System-on-Chips are evolving at a frightening pace, thanks partially to Apple's massive investment into mobile chipsets, which has pushed industry chipset developers into a game of catch up. Apple's push into 64-bit mobile computing architecture in 2013 caught the Android industry somewhat on the hop and when we consider single core chipset performance, the established industry players are still lagging Apple's System-on-Chips. The majority of Apple's mobile chips use a dual core application processor architecture although a number for the iPad are triple core, designed for the optimum blend of performance and battery efficiency when combined with Apple's proprietary operating system, iOS. Other manufacturers have taken to designing different chipsets for Android (and Windows) mobile devices, from MediaTek's ten core, three tier, big.LITTLE arrangement through to Qualcomm's four core, two tier arrangement. Processor designers have also integrated a number of different technologies into System-on-Chips, including the GPU (Graphics Processor Unit), the Bluetooth, modem and Wi-Fi radios, location services, short range communication radios (such as NFC), plus onboard security and learning functions. A number of chipsets now include a sensor module, which is a specialised set of ultra low power components designed to be always on and provide device support for functions such as always-on voice command.

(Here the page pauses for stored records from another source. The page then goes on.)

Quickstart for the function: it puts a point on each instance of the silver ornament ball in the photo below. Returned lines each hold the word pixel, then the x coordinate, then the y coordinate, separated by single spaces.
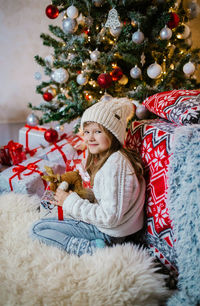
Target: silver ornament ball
pixel 82 79
pixel 60 75
pixel 138 37
pixel 72 12
pixel 106 97
pixel 69 25
pixel 32 120
pixel 154 71
pixel 142 112
pixel 165 33
pixel 97 3
pixel 95 55
pixel 115 32
pixel 189 68
pixel 135 72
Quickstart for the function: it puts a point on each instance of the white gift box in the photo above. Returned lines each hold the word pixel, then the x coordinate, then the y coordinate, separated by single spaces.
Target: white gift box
pixel 32 137
pixel 26 177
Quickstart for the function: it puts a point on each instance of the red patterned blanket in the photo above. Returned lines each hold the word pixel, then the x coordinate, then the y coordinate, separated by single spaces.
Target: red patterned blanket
pixel 153 140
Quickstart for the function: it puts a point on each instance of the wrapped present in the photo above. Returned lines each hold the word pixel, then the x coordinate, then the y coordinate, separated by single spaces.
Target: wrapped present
pixel 5 158
pixel 32 137
pixel 62 151
pixel 15 152
pixel 27 177
pixel 47 209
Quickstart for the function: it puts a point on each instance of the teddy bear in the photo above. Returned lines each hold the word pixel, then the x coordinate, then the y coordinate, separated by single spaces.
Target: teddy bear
pixel 70 180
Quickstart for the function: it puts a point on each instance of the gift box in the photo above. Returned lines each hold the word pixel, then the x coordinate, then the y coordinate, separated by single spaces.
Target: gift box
pixel 27 177
pixel 47 209
pixel 32 137
pixel 63 151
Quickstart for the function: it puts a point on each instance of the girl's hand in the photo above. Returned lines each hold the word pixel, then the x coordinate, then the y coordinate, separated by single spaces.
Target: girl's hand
pixel 60 196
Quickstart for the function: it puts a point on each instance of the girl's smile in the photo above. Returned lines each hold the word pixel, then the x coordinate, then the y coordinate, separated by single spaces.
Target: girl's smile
pixel 95 138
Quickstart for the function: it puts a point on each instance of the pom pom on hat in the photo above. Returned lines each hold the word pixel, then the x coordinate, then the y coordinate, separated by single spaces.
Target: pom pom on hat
pixel 112 114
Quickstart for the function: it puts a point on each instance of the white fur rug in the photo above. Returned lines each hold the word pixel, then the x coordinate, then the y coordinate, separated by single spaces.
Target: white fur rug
pixel 35 274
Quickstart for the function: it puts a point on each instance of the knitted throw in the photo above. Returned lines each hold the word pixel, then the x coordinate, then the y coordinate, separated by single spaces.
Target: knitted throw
pixel 184 208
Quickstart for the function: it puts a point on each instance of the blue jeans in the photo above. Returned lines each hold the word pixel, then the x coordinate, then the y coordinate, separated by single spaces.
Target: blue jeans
pixel 72 236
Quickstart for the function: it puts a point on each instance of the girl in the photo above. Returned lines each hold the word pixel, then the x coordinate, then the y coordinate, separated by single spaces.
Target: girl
pixel 118 185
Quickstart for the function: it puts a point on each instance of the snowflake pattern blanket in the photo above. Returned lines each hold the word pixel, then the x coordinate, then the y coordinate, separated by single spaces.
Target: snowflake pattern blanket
pixel 153 140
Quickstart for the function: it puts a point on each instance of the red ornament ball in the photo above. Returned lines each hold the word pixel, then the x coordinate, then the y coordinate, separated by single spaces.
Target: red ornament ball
pixel 52 11
pixel 47 96
pixel 116 74
pixel 104 80
pixel 51 135
pixel 174 21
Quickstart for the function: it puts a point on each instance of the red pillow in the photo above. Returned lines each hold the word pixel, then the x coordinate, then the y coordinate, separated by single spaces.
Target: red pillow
pixel 179 106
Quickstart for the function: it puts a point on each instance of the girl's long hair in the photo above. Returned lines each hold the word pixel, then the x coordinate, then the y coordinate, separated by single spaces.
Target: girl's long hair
pixel 94 162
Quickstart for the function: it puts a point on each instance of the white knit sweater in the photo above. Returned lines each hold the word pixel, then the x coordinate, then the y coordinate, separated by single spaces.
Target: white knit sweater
pixel 120 199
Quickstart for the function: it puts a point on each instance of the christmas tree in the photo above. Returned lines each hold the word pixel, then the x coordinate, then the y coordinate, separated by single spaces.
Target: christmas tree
pixel 103 48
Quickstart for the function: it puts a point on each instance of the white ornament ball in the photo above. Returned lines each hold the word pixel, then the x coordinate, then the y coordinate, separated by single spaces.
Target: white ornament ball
pixel 95 55
pixel 106 97
pixel 69 25
pixel 185 34
pixel 115 32
pixel 189 68
pixel 138 37
pixel 59 128
pixel 142 112
pixel 123 80
pixel 135 72
pixel 49 59
pixel 38 76
pixel 98 3
pixel 154 71
pixel 72 12
pixel 60 75
pixel 32 120
pixel 165 33
pixel 81 79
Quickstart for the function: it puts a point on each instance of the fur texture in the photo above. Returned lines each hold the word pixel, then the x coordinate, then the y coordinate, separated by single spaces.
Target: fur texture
pixel 35 274
pixel 184 207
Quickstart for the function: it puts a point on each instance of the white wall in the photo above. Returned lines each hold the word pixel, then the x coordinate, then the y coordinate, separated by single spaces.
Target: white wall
pixel 21 23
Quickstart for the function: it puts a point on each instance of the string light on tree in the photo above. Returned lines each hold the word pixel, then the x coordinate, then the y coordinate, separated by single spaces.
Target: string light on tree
pixel 82 79
pixel 116 74
pixel 154 71
pixel 72 12
pixel 174 20
pixel 138 37
pixel 51 135
pixel 189 68
pixel 32 120
pixel 135 72
pixel 94 55
pixel 52 11
pixel 60 75
pixel 186 32
pixel 104 80
pixel 165 33
pixel 123 80
pixel 69 25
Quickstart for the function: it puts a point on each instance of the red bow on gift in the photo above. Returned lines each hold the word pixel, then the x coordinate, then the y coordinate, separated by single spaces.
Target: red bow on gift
pixel 20 168
pixel 15 152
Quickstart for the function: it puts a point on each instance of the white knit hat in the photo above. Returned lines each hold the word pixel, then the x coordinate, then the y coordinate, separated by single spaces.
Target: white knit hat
pixel 112 114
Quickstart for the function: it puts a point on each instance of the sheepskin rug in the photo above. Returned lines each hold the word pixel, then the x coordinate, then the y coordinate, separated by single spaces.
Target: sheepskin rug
pixel 35 274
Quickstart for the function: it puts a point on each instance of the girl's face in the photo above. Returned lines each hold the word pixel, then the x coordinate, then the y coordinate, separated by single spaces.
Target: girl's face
pixel 95 138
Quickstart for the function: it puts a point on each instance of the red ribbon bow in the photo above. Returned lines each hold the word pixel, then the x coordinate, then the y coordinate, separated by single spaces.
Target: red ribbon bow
pixel 21 168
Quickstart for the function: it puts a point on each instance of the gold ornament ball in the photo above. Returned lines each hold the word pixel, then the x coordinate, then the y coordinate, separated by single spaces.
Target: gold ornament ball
pixel 123 80
pixel 53 91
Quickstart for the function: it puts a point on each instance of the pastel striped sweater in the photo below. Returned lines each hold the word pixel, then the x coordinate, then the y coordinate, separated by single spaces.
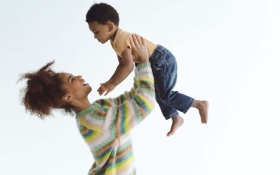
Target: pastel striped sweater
pixel 106 125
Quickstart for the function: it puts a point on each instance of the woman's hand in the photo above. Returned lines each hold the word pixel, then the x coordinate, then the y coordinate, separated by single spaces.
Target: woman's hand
pixel 106 87
pixel 139 49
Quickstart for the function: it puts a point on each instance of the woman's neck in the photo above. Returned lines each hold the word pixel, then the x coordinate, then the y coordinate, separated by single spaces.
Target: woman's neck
pixel 80 105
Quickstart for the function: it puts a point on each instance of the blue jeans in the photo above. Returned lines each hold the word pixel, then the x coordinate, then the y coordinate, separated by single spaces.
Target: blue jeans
pixel 164 67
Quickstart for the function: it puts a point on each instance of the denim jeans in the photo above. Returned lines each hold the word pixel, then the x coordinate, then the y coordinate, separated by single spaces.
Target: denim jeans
pixel 164 67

We recently wrote about Samsung's chipset division working on a so-called Bio Processor. At the time, the story suggested that the new chipset would be similar to an existing System-on-Chip but would include the necessary health monitoring sensors on the unit itself, rather than relying on auxiliary sensor modules. The advantage to this arrangement is that it would result in a smaller unit, easier for handset or wearable designers to incorporate into their devices. The designers would need to provide provision for antennas but the control module would be integrated into the processor. This has the knock on effect of reducing power consumption, as modern chipsets' integrated features draw less power. The original rumor suggested that the Bio Processor would be constructed on a 45nm process size, considerable larger than contemporary System-on-Chips (Samsung's flagship Exynos 7420 unit is built on a 14nm process size).
Samsung have provided additional details for their Bio Processor at their Investor Forum. Despite the larger process size being used, the new chipset is said to be 80% of the size and use 50% of the energy that current solutions manage. The Bio Processor includes integrated heart rate sensors and the ability to measure body fat, galvanic skin response and skin temperature so as to determine how hard the body is working. Samsung's engineers have also designed the unit with access control (typically a door lock) using our unique heartbeat for authorization, although this technology will require an appropriately compatible smart lock. This technology could also be used to authenticate mobile payments too.
In the investor forum, Samsung alluded that their new Bio Processor would be used from next year and that it is in discussion with other companies designing wearable devices, as well as planning to use the unit in their own wearable products over the course of 2016. Unfortunately, we don't have a more refined estimate as to when the Bio Processor will be available in consumer devices, or additional information such as the architecture behind the chipset involved.